Tonight, I got a chance to test the Stealth Team screening idea suggested by Aloh’Nan’El against my friend Jon’s Space Wolves. I wanted to see if that unit could play defense comparably to a similar line of Kroot, and if its strengths – the stealth field, the increased mobility, and the decent armor saves – would prove to be a benefit. The unit was set up as such:
Stealth Team (215pts)
3 Shas’ui (3 Burst Cannons; 3 Drone Controllers; 6 Gun Drones)
Team Leader (Burst Cannon; Hard-Wired Target Lock; Bonding Knife; Drone Controller; 2 Gun Drones)
The target lock was there because I revised the list somewhat and ended up with a few points to spare. It only came into play once, though, to negligible effect, so it’s hardly a necessary add-on. Normally, I would run without it at 210 points. Without getting into too much detail about the game itself (Sieze Ground/Spearhead, 5 objectives, Jon went first), here’s what worked:
- Stealth Field: On Turn 1, Jon tried using his Long Fangs to punch holes in my defensive line so that one of his 3 Rhinos could plow through. The Long Fangs were perched on a hill in one of the far corners, and the combination of range and my Stealth Field made him waste a turn of fire, even with a reroll from Acute Senses. Everything else in my army had a cover save or was out of LoS, so it was one of the few shots he could take, and he lost it.
- Mobility: After said Rhino was wrecked by a Missile Pod shot from my commander suit, Jon started footslogging towards an objective with the unit, and I was able to move my Stealth wall up take fire at them. I was then able to jump back and keep them out of assault range, leaving his troops out in the open for more firing.
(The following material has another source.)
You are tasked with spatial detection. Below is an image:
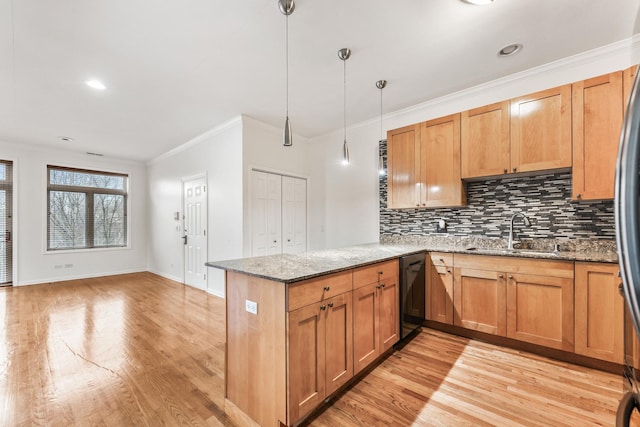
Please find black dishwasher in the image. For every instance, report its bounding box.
[400,252,426,340]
On the next turn, I was able to shift them into a shielding position to protect my other troops from assaulting Terminators after taking shots.
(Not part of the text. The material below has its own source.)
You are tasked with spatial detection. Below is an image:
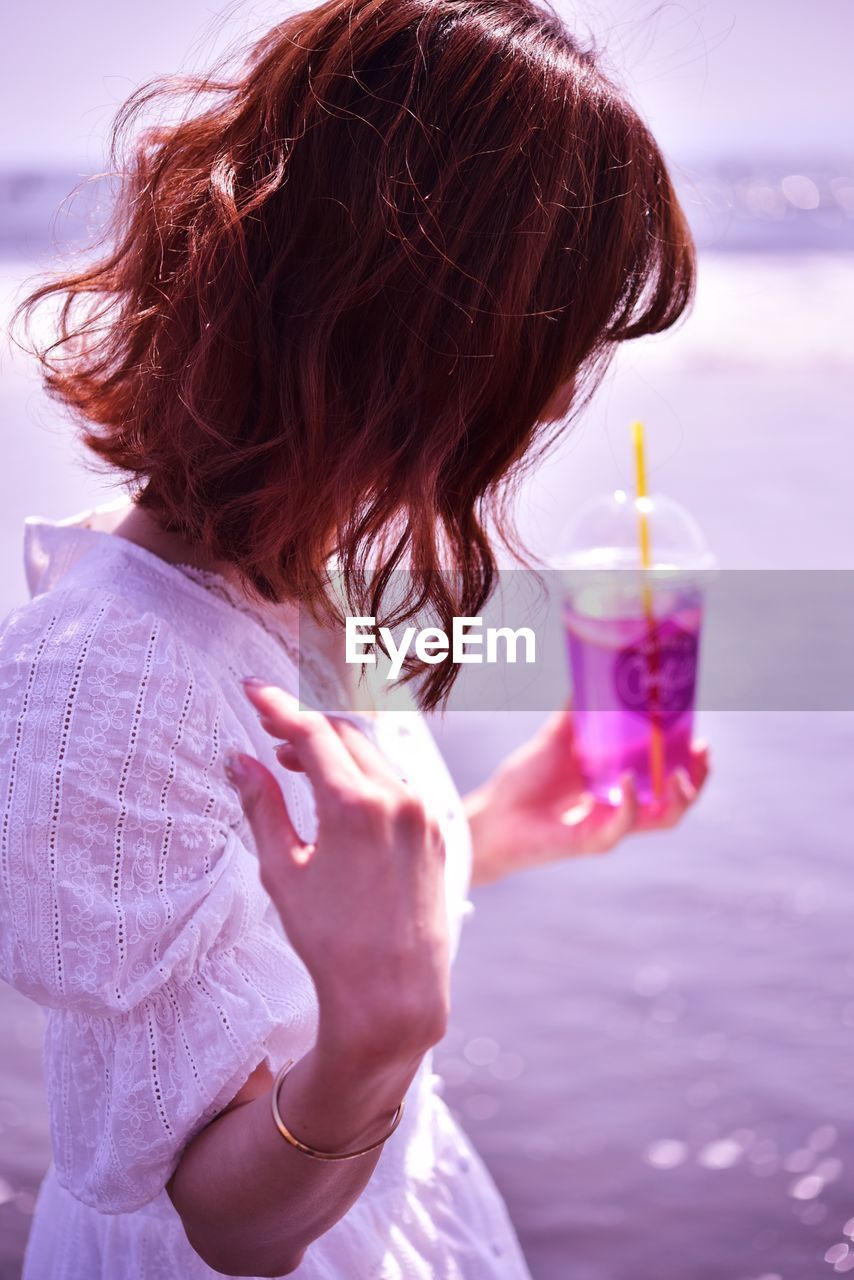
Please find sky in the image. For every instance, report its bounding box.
[0,0,854,172]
- Armor Save: When Jon did get to fire on the Stealth team, they weren’t reliant on cover (and there was little to be had on the table; there was no area terrain, and everything else was LoS-breaking hills or ruins) to survive. Instead, the 4+/3+ saves on the drones and suits allowed them to withstand fire with few casualties.
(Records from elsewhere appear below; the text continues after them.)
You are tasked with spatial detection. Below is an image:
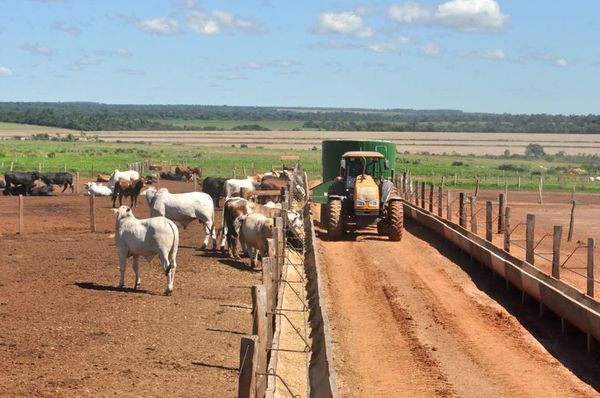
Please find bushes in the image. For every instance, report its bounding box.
[498,163,525,173]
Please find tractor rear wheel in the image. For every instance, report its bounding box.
[388,200,404,242]
[327,199,344,240]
And here’s what didn’t work:
- Just One Unit: Jon took a risk and tried dropping Logan and a unit of Wolf Guard Terminators into my backfield, and managed to avoid scattering all together. Had I had a second screening unit, I could have filled that space with models and made it difficult/impossible to easily insert deep strikers. As is, I chose to screen off his Rhinos. I ended up losing both a unit of Fire Warriors and a team of Fireknives because of it. The rest of the army shot the unit apart, and the wall locked up the remainder until the bottom of turn 4, but it would have been better to force him to drop ahead of the screen.
- Weak in Assault: The Stealth team ended up locked with the Terminators for 4 rounds of combat, finally getting that last wound in by virtue of numbers. Had I had Kroot with Hounds, rather than Stealth Suits with Drones, I would have had more attacks and better initiative, which might very well have tipped the combat in my favor sooner. Also, against Terminators with power weapons (in this case, Wolf Claws), the Kroot’s lack of an armor save was a moot point; my Stealth Suits would have fared no better.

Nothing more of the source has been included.